When exposing other namespaces we may want the suggestions shown when searching to still give preferences to the main namespace, unless the prefix of another namespace is explicitly written in the search query. That is, typing "Signature" will show results only for the main namespace. Typing "Wikipedia:Signature" will show the results from the Wikipedia namespace.

Change 508790 had a related patch set uploaded (by Santhosh; owner: Santhosh):
[mediawiki/extensions/ContentTranslation@master] Allow searching for titles in any namespace, if query has it

https://gerrit.wikimedia.org/r/508790

https://gerrit.wikimedia.org/r/508790 allows search in all namespaes. Note that this patch did not implement any exclusion or inclusion checks.

image.png (434×1 px, 46 KB)

@Petar.petkovic commented in this patch:

Presence of ':' in article title does not guarantee it is in non-main namespace. Take en:Terminator_2:_Judgment_Day for example.
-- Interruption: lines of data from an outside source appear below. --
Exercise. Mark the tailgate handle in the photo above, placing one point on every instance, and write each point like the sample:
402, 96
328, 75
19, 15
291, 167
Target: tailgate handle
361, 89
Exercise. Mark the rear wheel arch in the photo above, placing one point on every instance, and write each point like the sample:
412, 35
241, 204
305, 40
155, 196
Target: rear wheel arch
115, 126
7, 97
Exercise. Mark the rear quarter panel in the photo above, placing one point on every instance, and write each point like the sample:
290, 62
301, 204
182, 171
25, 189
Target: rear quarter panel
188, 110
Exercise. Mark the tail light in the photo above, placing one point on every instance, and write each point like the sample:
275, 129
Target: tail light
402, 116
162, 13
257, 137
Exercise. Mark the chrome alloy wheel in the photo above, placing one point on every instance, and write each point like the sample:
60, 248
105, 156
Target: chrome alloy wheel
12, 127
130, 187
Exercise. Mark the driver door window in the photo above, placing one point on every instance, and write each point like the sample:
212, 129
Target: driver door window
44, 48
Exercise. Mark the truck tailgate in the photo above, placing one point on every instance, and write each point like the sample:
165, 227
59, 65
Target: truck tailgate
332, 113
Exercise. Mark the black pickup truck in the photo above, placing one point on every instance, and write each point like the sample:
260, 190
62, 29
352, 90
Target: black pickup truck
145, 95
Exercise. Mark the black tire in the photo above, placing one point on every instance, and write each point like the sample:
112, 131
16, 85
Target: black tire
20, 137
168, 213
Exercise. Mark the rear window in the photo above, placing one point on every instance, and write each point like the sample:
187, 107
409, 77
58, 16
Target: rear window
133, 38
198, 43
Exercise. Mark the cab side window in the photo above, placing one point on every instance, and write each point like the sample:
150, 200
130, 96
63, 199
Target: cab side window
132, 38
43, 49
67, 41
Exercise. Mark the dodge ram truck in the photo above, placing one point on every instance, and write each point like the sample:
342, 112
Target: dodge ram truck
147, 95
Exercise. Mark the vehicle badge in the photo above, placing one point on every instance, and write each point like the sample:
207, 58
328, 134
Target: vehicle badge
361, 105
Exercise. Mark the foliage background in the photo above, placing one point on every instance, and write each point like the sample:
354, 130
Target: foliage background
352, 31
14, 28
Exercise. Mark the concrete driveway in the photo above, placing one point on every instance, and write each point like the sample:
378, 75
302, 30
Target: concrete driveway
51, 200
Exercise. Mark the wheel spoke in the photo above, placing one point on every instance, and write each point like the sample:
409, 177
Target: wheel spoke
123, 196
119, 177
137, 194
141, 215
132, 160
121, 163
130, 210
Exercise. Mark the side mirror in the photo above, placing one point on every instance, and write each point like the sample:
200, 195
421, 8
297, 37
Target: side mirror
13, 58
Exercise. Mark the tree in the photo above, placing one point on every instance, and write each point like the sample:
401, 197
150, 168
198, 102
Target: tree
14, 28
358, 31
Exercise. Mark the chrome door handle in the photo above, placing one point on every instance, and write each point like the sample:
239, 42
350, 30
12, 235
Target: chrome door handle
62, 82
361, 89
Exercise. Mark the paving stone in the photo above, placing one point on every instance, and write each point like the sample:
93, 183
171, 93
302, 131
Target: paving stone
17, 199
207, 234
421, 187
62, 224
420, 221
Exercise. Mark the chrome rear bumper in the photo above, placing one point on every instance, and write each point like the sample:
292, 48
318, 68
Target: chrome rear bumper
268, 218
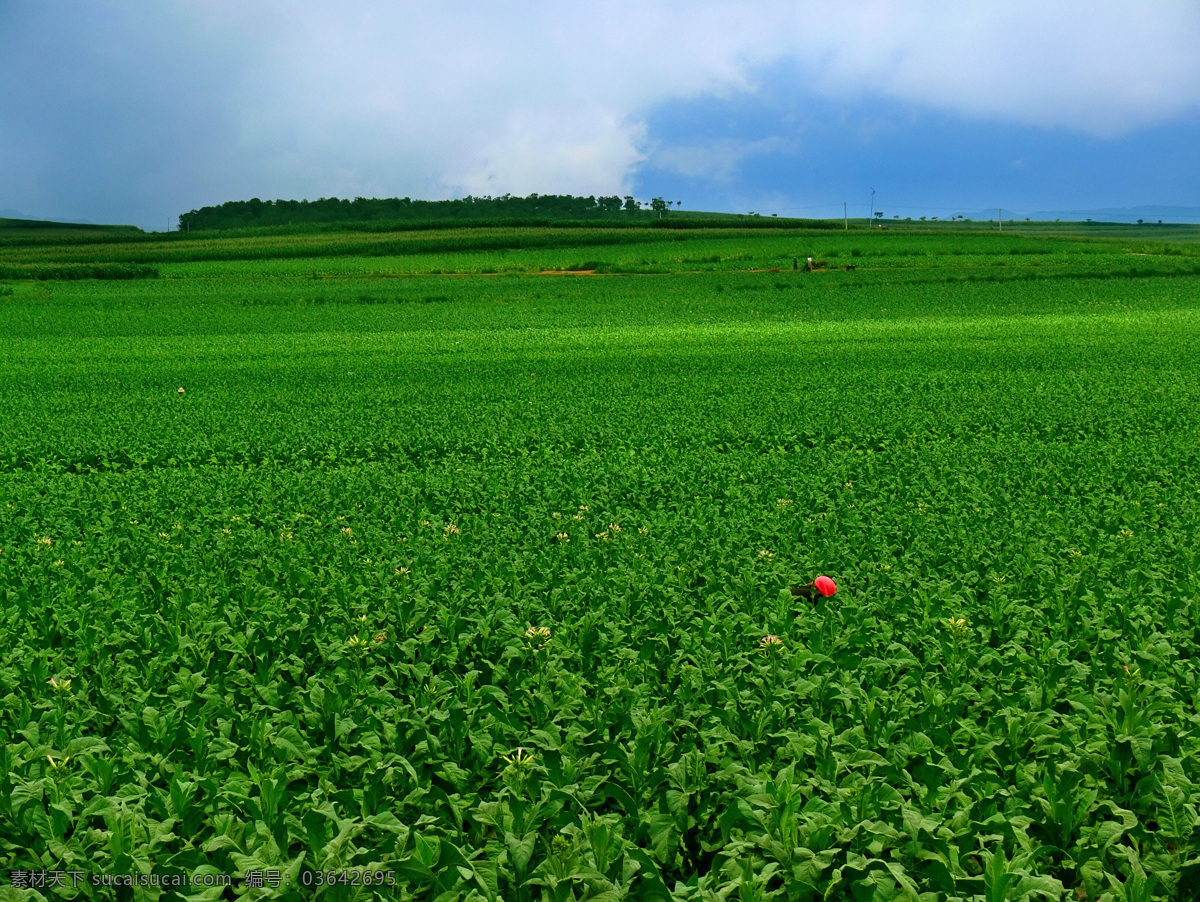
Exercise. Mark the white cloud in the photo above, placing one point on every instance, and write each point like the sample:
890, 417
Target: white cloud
718, 160
306, 97
493, 97
1104, 67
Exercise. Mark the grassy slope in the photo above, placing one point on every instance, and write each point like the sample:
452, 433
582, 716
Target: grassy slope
1018, 450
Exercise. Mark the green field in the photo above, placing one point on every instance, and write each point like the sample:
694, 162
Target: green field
447, 559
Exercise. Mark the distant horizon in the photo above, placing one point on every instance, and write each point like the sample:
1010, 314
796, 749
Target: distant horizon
1149, 214
787, 107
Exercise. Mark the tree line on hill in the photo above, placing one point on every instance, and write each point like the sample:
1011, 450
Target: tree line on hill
255, 212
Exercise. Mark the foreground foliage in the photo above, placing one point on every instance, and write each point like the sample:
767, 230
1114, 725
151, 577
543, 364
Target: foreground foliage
462, 583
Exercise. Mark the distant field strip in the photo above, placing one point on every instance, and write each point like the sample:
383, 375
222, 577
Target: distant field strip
480, 583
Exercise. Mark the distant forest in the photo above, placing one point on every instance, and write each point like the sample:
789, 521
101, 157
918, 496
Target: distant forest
255, 212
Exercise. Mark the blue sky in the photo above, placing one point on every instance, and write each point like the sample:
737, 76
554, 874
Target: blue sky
135, 112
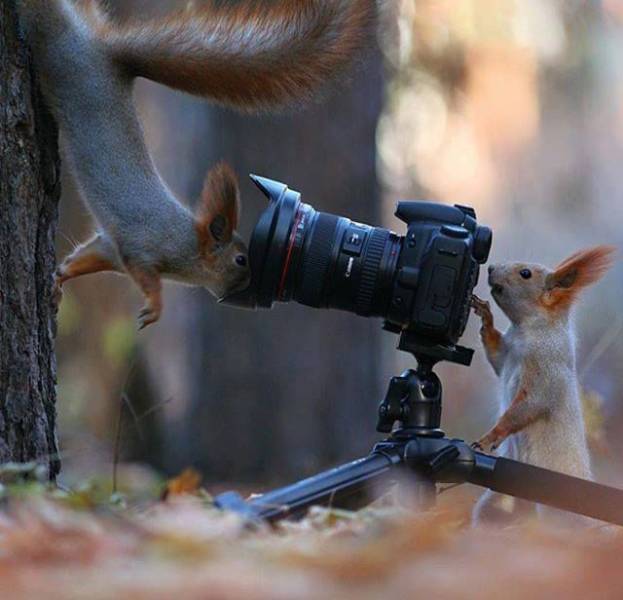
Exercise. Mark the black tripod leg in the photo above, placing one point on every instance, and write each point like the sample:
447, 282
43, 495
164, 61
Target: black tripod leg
349, 486
549, 487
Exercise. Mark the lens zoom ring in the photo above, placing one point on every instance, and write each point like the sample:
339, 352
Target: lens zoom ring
316, 261
370, 271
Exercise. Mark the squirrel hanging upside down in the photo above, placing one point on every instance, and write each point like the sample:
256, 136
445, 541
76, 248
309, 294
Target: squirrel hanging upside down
541, 419
254, 57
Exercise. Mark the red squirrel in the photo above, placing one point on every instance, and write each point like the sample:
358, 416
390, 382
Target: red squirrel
252, 56
540, 420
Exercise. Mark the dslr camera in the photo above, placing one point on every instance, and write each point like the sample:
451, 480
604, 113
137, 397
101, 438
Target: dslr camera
420, 283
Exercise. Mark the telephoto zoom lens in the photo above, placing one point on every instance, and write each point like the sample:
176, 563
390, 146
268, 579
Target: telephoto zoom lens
318, 259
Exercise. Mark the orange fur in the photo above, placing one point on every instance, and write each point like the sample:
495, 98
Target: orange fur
572, 275
252, 55
220, 197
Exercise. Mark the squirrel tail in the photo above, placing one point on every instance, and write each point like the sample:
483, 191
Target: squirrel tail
253, 56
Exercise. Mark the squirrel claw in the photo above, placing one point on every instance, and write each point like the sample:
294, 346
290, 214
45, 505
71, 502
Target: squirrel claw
480, 306
57, 290
147, 316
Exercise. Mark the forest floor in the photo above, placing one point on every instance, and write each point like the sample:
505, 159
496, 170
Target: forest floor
62, 544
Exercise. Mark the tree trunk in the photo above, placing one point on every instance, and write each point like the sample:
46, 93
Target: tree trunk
29, 194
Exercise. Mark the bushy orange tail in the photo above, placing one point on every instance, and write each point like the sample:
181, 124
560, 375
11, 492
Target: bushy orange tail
254, 55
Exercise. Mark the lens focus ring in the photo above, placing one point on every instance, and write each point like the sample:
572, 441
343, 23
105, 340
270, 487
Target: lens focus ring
370, 271
316, 261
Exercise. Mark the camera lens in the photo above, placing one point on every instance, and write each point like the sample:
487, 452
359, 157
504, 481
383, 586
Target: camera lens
319, 259
421, 284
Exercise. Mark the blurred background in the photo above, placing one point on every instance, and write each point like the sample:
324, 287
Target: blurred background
512, 106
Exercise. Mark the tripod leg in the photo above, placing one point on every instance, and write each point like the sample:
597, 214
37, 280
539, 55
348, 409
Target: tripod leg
348, 486
550, 488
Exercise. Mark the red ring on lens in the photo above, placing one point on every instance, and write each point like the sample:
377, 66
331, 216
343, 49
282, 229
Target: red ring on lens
286, 264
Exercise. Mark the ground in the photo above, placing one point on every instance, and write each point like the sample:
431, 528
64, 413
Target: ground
62, 544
I think this is acceptable. There is not much to gain from adding lot of code to validate the prefix when the search is based on prefixes(for example, refer the search results from "Terminator:")
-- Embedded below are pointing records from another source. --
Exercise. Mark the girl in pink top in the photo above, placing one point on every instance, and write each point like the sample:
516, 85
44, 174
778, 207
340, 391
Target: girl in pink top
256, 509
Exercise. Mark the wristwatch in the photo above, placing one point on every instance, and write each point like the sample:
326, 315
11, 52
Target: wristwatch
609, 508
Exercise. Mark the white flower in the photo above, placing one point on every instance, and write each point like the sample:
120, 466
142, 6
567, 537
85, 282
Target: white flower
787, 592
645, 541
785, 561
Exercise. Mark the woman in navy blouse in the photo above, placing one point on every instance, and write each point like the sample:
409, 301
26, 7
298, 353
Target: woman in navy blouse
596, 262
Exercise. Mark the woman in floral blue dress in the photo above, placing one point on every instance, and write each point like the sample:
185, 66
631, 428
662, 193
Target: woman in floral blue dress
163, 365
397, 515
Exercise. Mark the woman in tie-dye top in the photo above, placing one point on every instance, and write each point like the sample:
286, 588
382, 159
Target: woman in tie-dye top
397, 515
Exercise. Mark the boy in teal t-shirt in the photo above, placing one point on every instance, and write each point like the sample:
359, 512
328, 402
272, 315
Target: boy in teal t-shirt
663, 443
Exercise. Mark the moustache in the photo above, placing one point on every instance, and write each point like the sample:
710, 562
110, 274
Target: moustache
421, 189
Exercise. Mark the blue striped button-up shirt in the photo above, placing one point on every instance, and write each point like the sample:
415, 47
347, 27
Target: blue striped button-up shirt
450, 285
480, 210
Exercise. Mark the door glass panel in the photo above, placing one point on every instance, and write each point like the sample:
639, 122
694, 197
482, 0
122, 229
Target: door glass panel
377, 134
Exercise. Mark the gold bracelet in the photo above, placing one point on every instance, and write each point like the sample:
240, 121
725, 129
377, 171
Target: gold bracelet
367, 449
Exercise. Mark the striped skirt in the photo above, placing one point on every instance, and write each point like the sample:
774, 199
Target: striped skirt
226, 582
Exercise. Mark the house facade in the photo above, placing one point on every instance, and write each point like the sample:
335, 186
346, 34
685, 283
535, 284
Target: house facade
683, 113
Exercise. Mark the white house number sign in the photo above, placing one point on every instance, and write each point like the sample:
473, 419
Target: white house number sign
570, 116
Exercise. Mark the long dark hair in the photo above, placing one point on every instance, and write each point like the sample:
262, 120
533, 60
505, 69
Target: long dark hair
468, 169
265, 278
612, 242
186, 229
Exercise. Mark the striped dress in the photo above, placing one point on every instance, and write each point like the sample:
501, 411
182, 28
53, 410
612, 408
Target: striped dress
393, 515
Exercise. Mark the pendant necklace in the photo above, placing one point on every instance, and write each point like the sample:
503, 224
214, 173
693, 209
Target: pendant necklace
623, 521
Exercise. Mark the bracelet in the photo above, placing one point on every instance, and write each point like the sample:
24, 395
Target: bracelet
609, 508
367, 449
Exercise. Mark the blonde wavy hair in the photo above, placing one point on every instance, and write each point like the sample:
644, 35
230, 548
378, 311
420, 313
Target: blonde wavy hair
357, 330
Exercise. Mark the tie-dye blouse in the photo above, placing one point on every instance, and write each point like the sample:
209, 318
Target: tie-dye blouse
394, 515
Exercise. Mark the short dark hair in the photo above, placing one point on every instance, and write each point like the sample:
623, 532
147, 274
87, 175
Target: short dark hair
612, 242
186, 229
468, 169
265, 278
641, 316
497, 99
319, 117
Implementing a validator by using namespace cache and fetching namespaces from sourcewiki is the way to be strict about these values, but that strictness to handle a smallset of titles with ':' in it is not worth IMO. The context here is a source selector and it is the user who select these titles only if that title exists in source wiki.

Basically, we just remove the namespace constraint when the value user typed is having a ":".

@Pginer-WMF confirm.

Change 509018 had a related patch set uploaded (by Santhosh; owner: Santhosh):
[mediawiki/extensions/ContentTranslation@master] Define excluded namespaces for Content translation

https://gerrit.wikimedia.org/r/509018

@Pginer-WMF confirm.

Ok so we are restricting the search to the main namespace when there is no ":" and searching everywhere where there is a ":". That sounds good, but I'd like to confirm this would lead to the following behaviour:

  • Typing "Signature" will show among the results the Signature article but not the "Wikipedia:Signatures" documentation page.
  • Typing "Wikipedia:Signature" will show among the results "Wikipedia:Signatures" documentation page.
  • Typing "Terminator:" will show among the results "Terminator: Dark Fate" article, and potentially also pages under an hypothetical "Terminator" namespace.

This sounds good to me. Are the examples above correct?

@Pginer-WMF confirm.

Ok so we are restricting the search to the main namespace when there is no ":" and searching everywhere where there is a ":". That sounds good, but I'd like to confirm this would lead to the following behaviour:

  • Typing "Signature" will show among the results the Signature article but not the "Wikipedia:Signatures" documentation page.

Yes

  • Typing "Wikipedia:Signature" will show among the results "Wikipedia:Signatures" documentation page.

Yes

  • Typing "Terminator:" will show among the results "Terminator: Dark Fate" article, and potentially also pages under an hypothetical "Terminator" namespace.

Yes

Awesome, then I think the provided support is enough for the user needs.

Change 508790 merged by jenkins-bot:
[mediawiki/extensions/ContentTranslation@master] Allow searching for titles in any namespace, if query has it

https://gerrit.wikimedia.org/r/508790

Change 509018 merged by jenkins-bot:
[mediawiki/extensions/ContentTranslation@master] Define excluded namespaces for Content translation

https://gerrit.wikimedia.org/r/509018

Notes for QA:

  • All talk namespaces are excluded and cannot be found by searching in "New translation" dialog, including Flow boards.
  • Other namespaces excluded from translating:
    • File
    • Gadget
    • Gadget definition
    • MediaWiki
    • Module
    • Template
    • Translations
  • Extra namespaces that wikis can define are not excluded, but their talk pages are.

Different namespaces appear in the search results and the translation page loads them.
I noticed that when translating a page of another namespace the target destination is still the main namespace. The expectation may be to use the equivalent namespace, although that may bring also some complications. Based on observations we'll decide whether a follow-up ticket is worth it.